Es geht schief: April 2022
Keiner treibt das Projekt mehr voran, niemand bewegt sich – und plötzlich ist die Zeit um. Am 4. April wird auch dem letzten Abgeordneten klar: Diese Woche wird tatsächlich abgestimmt. Und weiterhin ist keine Mehrheit in Sicht.
Deshalb geht plötzlich alles sehr schnell. Die Befürworter einer Impfpflicht ab 50 sagen, sie hätten sich mit der 18er-Gruppe geeinigt. Jedoch nicht auf eine Zahl in der Mitte der beiden Altersgrenzen, etwa bei 30 Jahren, sondern bei 60 Jahren. Die Hoffnung: Vielleicht ist die Union dann doch noch gesprächsbereit. Das würde für die Mehrheit reichen, denn die Abgeordneten um Impfpflicht-Gegner Kubicki kann man ohnehin nicht gewinnen.
Noch am Mittwoch, dem Tag vor der Abstimmung, geht es hin und her. Zunächst vermeldet der "Spiegel", dass die Union angeblich doch noch gesprächsbereit sei. Dann wäre der Plan aufgegangen. Angeblich habe sich Tino Sorge, der gesundheitspolitische Sprecher von CDU/CSU im Gesundheitsausschuss offen gezeigt. Die Freude ist zunächst groß, für etwa drei Stunden sieht alles nach einem Durchbruch aus. Danach, dass zumindest die ganz große Niederlange für Olaf Scholz abgewendet wird.
Dann taucht am Mittwochnachmittag plötzlich ein internes Papier auf: Thorsten Frei, der Parlamentarische Geschäftsführer der Union, schreibt an alle CDU- und CSU-Abgeordneten. Den wichtigsten Satz in seinem Text hat Frei nicht nur unterstrichen, sondern auch gefettet. Er lautet: "Nehmen Sie an allen Abstimmungen teil, stimmen Sie unserem Antrag zu, lehnen Sie die übrigen Vorlagen ab." Es ist der Sargnagel für das Projekt. Die Union hat gezögert, die Union hat überlegt, aber dann entschieden: Wir lassen die Ampel – und vor allem den Kanzler – auflaufen.
In der Regierung heißt es nun, dass die Union das freie Mandat nicht ernst nehme, wenn man den eigenen Abgeordneten vorschreibe, wie sie zu stimmen hätten. Hört man sich dagegen in der Union um, sagt mancher, das sei doch übliche Praxis der SPD zu ihren Oppositionszeiten gewesen.

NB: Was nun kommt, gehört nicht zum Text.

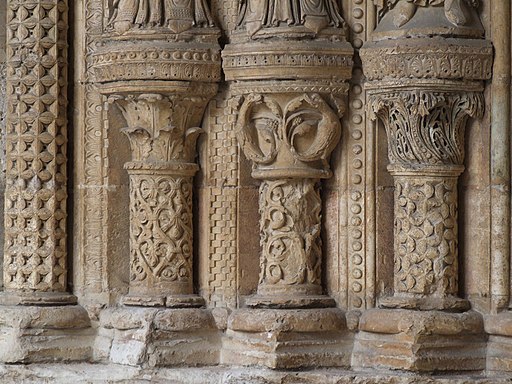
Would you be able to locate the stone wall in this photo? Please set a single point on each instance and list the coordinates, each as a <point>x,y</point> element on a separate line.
<point>301,185</point>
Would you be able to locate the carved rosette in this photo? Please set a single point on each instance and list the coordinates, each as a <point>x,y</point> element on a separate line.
<point>289,138</point>
<point>425,66</point>
<point>35,259</point>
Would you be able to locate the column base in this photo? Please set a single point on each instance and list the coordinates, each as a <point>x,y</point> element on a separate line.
<point>174,301</point>
<point>44,334</point>
<point>290,301</point>
<point>420,341</point>
<point>157,337</point>
<point>287,338</point>
<point>499,346</point>
<point>37,298</point>
<point>445,303</point>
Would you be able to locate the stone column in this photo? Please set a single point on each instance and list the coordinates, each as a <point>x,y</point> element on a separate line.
<point>425,130</point>
<point>35,257</point>
<point>425,67</point>
<point>287,75</point>
<point>162,131</point>
<point>159,67</point>
<point>289,138</point>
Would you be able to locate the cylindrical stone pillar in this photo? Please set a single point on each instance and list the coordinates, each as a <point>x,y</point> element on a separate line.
<point>161,236</point>
<point>162,129</point>
<point>291,257</point>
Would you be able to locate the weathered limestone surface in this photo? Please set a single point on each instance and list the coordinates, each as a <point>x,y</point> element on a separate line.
<point>39,319</point>
<point>315,190</point>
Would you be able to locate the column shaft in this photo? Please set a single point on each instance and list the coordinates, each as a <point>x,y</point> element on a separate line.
<point>160,235</point>
<point>291,258</point>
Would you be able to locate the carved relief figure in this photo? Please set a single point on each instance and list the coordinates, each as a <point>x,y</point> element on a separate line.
<point>313,14</point>
<point>404,10</point>
<point>177,15</point>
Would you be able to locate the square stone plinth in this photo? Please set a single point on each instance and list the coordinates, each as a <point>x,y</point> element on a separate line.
<point>421,341</point>
<point>287,338</point>
<point>158,337</point>
<point>499,346</point>
<point>35,334</point>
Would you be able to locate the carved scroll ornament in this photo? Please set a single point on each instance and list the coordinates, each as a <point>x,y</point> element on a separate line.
<point>425,127</point>
<point>425,131</point>
<point>162,130</point>
<point>289,138</point>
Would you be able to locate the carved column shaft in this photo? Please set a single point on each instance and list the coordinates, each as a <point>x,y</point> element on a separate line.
<point>425,131</point>
<point>290,223</point>
<point>289,138</point>
<point>160,234</point>
<point>426,249</point>
<point>162,129</point>
<point>35,198</point>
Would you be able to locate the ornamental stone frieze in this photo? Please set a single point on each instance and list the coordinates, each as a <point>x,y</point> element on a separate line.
<point>157,64</point>
<point>288,66</point>
<point>425,68</point>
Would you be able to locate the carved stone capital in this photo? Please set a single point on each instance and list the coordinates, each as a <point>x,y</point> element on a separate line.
<point>425,128</point>
<point>162,126</point>
<point>162,129</point>
<point>288,135</point>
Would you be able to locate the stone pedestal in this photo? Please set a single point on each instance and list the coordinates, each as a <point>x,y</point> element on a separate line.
<point>421,341</point>
<point>287,338</point>
<point>424,66</point>
<point>499,345</point>
<point>157,337</point>
<point>39,319</point>
<point>30,334</point>
<point>289,94</point>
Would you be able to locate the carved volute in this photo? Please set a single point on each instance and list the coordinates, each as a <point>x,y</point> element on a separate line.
<point>425,67</point>
<point>289,63</point>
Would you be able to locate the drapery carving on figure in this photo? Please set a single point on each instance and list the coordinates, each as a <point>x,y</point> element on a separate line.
<point>177,15</point>
<point>455,10</point>
<point>313,14</point>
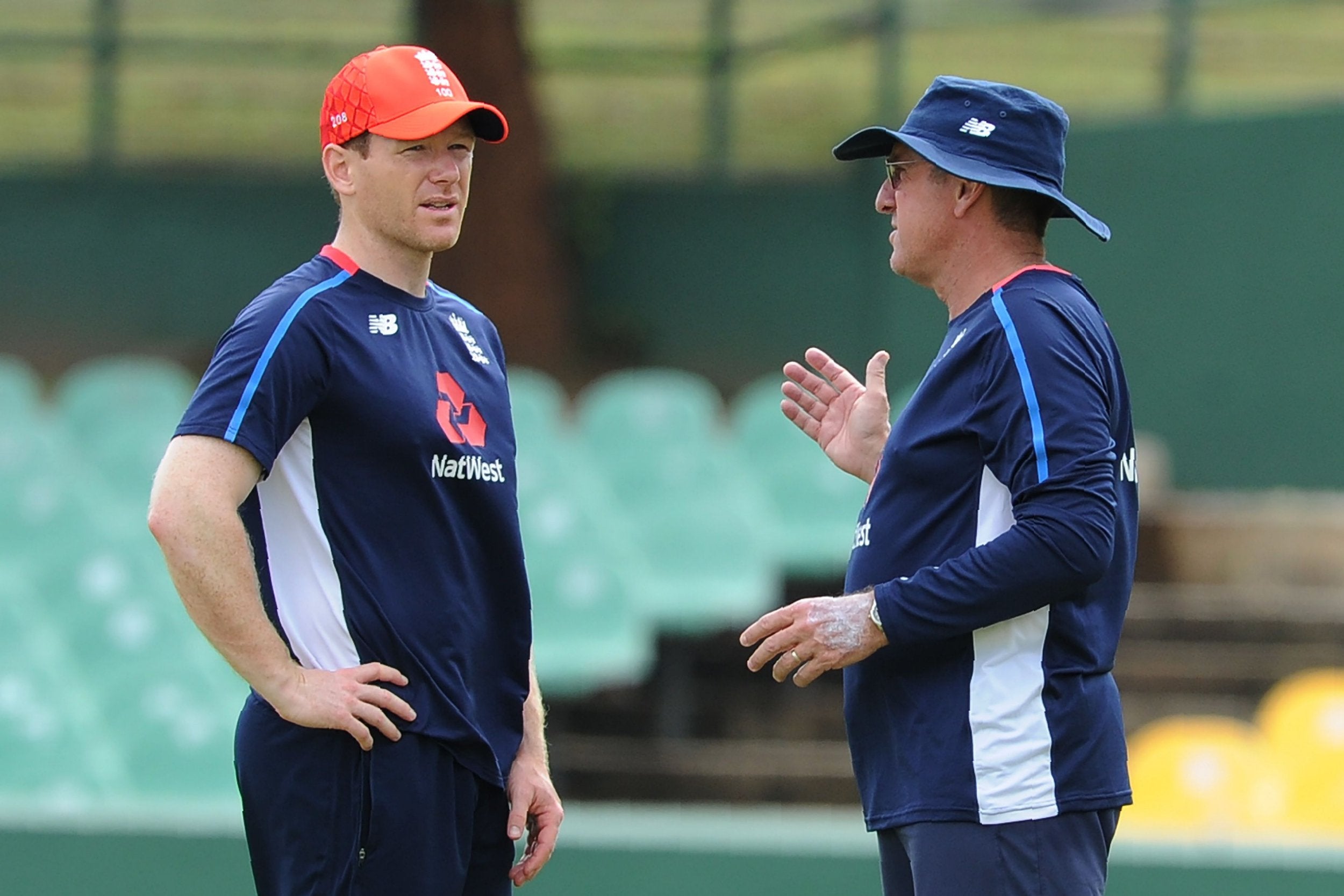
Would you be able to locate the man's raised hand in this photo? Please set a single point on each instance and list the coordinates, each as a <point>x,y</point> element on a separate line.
<point>847,418</point>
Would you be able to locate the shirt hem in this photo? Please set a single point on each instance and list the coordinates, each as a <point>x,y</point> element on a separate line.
<point>882,821</point>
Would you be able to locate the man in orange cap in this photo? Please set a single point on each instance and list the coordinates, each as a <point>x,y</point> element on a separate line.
<point>338,511</point>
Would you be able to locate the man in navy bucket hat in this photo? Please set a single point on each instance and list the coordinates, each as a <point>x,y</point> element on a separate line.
<point>995,554</point>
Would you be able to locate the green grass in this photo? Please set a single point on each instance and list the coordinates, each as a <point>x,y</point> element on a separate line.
<point>232,101</point>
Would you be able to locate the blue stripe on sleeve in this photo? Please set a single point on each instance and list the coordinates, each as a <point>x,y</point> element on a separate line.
<point>1019,356</point>
<point>254,381</point>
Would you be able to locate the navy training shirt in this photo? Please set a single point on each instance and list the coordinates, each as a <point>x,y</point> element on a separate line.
<point>386,526</point>
<point>999,535</point>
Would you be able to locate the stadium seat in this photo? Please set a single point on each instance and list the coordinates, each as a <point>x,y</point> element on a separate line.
<point>538,402</point>
<point>1203,776</point>
<point>119,415</point>
<point>813,505</point>
<point>44,494</point>
<point>44,749</point>
<point>691,511</point>
<point>175,733</point>
<point>1303,720</point>
<point>20,391</point>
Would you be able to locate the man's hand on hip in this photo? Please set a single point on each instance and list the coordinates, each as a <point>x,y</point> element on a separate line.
<point>347,700</point>
<point>813,636</point>
<point>535,805</point>
<point>847,418</point>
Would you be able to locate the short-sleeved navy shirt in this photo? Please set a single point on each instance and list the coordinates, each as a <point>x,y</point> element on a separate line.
<point>386,526</point>
<point>999,537</point>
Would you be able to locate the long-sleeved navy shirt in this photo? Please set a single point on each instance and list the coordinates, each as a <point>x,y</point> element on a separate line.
<point>999,535</point>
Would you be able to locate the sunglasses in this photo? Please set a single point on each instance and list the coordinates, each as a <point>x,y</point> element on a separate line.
<point>896,168</point>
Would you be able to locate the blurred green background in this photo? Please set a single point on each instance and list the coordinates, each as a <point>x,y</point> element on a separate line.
<point>159,168</point>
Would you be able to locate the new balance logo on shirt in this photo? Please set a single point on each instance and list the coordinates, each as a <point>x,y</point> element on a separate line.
<point>469,467</point>
<point>382,324</point>
<point>459,418</point>
<point>1129,467</point>
<point>472,346</point>
<point>861,534</point>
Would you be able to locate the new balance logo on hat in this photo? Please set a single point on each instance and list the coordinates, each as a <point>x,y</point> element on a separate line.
<point>382,324</point>
<point>977,128</point>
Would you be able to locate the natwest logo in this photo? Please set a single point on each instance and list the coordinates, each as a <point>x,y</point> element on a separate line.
<point>459,418</point>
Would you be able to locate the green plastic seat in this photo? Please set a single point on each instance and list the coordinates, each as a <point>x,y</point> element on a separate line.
<point>538,404</point>
<point>813,505</point>
<point>123,386</point>
<point>20,391</point>
<point>45,497</point>
<point>175,733</point>
<point>690,510</point>
<point>707,569</point>
<point>588,628</point>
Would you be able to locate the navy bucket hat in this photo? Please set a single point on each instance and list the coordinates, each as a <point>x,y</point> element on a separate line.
<point>987,132</point>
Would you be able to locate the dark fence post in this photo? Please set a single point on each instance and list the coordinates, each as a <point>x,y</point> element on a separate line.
<point>1181,41</point>
<point>890,27</point>
<point>718,106</point>
<point>104,112</point>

Die Moral von der Impfpflicht-Geschicht
Was bleibt? Zunächst die Erkenntnis, dass die Impfpflicht nicht nur an Olaf Scholz gescheitert ist. Sondern auch am mangelnden politischen Willen der Abgeordneten, sich zu einigen. Die Verhandlungen kurz vor der Abstimmung hätten wohl bereits vor Wochen geführt werden müssen.
Trotzdem bleibt auch eine politische Niederlage des Kanzlers. Scholz hatte erst deutlich, dann zögernd und schließlich gar nicht mehr für die Impfpflicht geworben. Er ahnte also bereits, wie die Debatte ausgehen würde.
Ob Scholz' Autorität nun dauerhaft geschwächt ist, wird sich zeigen. Aber ein guter Tag war dieser Donnerstag für ihn nicht. Was ihn beruhigen mag: Auch alle Ministerpräsidenten der Union wollten eine allgemeine Impfpflicht ab 18 Jahren. Auch sie konnten sich nicht durchsetzen. Das Ergebnis der Diskussion über die Impfpflicht macht klar: Eine Basta-Politik gibt es heute tatsächlich nicht mehr.